The Police Department's 10-Year Capital Commitment Plan contains $1.99 billion for Fiscal Years 2019 through 2029. The September Capital included additional funding for 100 Old Slip, totaling $13.3 million. This funding will allow for a comprehensive renovation of 100 Old Slip, a historic landmark building located in the heart of Lower Manhattan's Financial District. The NYPD will incorporate a public-use space in addition to running a law-enforcement operations facility.
Across the NYPD, we will continue to leverage every tool available to us to keep New York City safe, including the use of new and innovative technology. We are keenly focused on technological advances, and how they can be applied to fighting crime, creating safer and more-efficient ways for police officers to do their jobs, and contributing to the important work of building trust. Building trust with the people we serve; fighting traditional crime; combating international terrorism — none of this is easy. But cops do not take these jobs because they are easy. People join the police department to make a difference — to do good, and NYPD members accomplish that every single day. And they do it in newer, and better ways every day, too.

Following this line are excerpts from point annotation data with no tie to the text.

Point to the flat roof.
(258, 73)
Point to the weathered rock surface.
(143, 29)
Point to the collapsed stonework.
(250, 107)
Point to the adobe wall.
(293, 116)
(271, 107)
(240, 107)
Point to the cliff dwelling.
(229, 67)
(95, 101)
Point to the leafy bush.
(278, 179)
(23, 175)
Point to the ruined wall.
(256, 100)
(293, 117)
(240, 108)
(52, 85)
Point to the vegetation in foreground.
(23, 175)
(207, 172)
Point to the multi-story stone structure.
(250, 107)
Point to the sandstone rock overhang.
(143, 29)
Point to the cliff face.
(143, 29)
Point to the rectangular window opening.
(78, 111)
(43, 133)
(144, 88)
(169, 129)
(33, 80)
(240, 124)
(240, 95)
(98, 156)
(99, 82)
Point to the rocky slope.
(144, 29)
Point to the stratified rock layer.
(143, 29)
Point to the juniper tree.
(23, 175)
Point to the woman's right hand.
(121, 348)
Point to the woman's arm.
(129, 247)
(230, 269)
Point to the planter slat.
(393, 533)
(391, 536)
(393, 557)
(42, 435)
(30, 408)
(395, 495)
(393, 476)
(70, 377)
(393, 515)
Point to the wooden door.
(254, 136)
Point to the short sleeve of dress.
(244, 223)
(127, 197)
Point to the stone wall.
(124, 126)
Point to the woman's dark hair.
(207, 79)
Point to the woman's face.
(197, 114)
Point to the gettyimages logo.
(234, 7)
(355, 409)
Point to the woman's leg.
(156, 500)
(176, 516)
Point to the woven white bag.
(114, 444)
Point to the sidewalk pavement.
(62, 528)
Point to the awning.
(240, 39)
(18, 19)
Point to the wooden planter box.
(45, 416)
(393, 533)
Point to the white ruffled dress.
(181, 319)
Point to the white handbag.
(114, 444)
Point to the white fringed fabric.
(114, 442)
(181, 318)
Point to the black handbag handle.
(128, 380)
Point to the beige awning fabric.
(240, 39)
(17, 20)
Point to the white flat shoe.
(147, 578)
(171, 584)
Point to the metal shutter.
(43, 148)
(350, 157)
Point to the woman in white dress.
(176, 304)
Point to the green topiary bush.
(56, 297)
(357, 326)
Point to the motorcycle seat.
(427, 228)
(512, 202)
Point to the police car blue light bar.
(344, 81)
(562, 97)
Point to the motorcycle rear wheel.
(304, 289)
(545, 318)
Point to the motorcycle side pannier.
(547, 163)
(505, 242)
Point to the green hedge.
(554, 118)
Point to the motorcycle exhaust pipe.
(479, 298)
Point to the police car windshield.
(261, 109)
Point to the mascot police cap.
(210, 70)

In closing, I can tell you our city is in much better shape today than it was when I became a cop in 1983. Those of you who lived and worked here decades ago know it, too: This is not the same city it was in the 1980s and 1990s. And each year, we make even greater headway. Together, we are proving that New York City is the place that others across our nation want to emulate. And we are setting that tone through our brand of New York policing.